Connections among people who tweet about a topic, keyword or hashtag form patterns that can lead to the formation of sub-groups and clusters. Multiple clusters are formed within a network when a sub-population of people link to one another far more than to people in other groups. These regions of dense connections define the boundaries between sub-populations. Clusters often reflect the variation in interest in certain people and topics in the population. Some people and topics are more interesting to one group than others. Within these groups certain people and words get repeated more often than others.
Networks can be partitioned by many methods. NodeXL implements several. A collection of vertices can be grouped by the user by applying labels to the vertex worksheet (“Group by vertex attribute”). Or a group of vertices can be determined by an algorithm that looks for differences in the density of connections and divides by the points of least association (“Group by cluster algorithm”). Networks can also be grouped into separate isolated collections of nodes, called “connected components”.
In NodeXL groups can be visualized in multiple ways. Groups can be collapsed into meta-vertices that stand-in for the members of that group (right-click the graph pane and select “Groups>Collapse all groups”). Group members can also be displayed within a “box” with the “group-in-a-box” feature (found in the layout selection menu in the Graph Pane – select “Layout Options”).
Within each group is a population of people along with the tweets they authored in the time period captured by the data set. Each group has a collection of tweets that can be analyzed. The contents of all the tweets in a network can be scanned and certain types of strings can be counted to measure its frequency of mention. These counts can be repeated for each group, allowing groups to be contrasted based on the relative rates strings like URLs, hashtags, and @usernames. Here is a sample of the worksheet NodeXL creates to display all the data about people, URLs, and hashtags frequently mentioned in each group:
The worksheets offers top URLs, hashtags, and users across the entire network, and within each sub-group. The details offer insights into the people and topics of greatest interest.
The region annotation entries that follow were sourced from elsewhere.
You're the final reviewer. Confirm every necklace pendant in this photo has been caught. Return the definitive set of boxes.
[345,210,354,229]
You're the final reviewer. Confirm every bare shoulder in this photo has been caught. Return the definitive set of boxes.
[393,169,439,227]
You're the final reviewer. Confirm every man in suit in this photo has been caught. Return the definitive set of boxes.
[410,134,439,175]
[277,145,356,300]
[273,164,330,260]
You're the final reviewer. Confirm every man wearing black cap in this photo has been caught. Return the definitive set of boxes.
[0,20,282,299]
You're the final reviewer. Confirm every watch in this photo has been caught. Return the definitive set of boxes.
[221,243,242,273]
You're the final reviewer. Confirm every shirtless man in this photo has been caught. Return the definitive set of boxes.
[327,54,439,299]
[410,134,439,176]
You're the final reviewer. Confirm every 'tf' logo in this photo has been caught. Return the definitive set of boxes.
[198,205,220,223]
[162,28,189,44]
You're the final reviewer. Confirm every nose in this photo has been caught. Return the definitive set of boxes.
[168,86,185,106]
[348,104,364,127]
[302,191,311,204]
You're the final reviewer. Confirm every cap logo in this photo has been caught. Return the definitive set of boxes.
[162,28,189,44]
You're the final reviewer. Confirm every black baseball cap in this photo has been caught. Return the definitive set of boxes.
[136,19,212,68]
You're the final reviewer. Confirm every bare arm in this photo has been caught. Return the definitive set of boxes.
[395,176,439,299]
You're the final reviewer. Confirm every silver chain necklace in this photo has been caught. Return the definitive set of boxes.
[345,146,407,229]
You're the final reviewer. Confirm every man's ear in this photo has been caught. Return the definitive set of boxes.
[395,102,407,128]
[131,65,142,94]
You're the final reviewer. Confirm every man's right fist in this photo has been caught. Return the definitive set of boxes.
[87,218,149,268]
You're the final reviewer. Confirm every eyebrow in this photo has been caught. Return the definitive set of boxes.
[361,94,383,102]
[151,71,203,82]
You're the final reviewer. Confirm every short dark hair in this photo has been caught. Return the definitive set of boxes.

Top Hashtags in Tweets in G7 | G7 Count |
globalwarming | 24 |
climate | 14 |
climatechange | 10 |
environment | 9 |
agw | 6 |
books | 6 |
glennbeck | 6 |
rushlimbaugh | 6 |
wildlife | 5 |
science | 5 |
Top Hashtags in Tweets in G5 | G5 Count |
tcot | 13 |
teaparty | 4 |
oil | 4 |
globalwarming | 4 |
p2 | 2 |
wrp | 2 |
yyc | 2 |
blameman | 1 |
libtards | 1 |
climatechange | 1 |
Top Hashtags in Tweets in G4 | G4 Count |
ff | 2 |
globalwarming | 2 |
jokeswritethemselves | 1 |
silverlining | 1 |
ulooklikechazbonoonroids | 1 |
jclogic | 1 |
climatechange | 1 |
This feature allows the content in sub-groups to be contrasted, thus answering the question: how is this sub-group the same or different from another sub-group?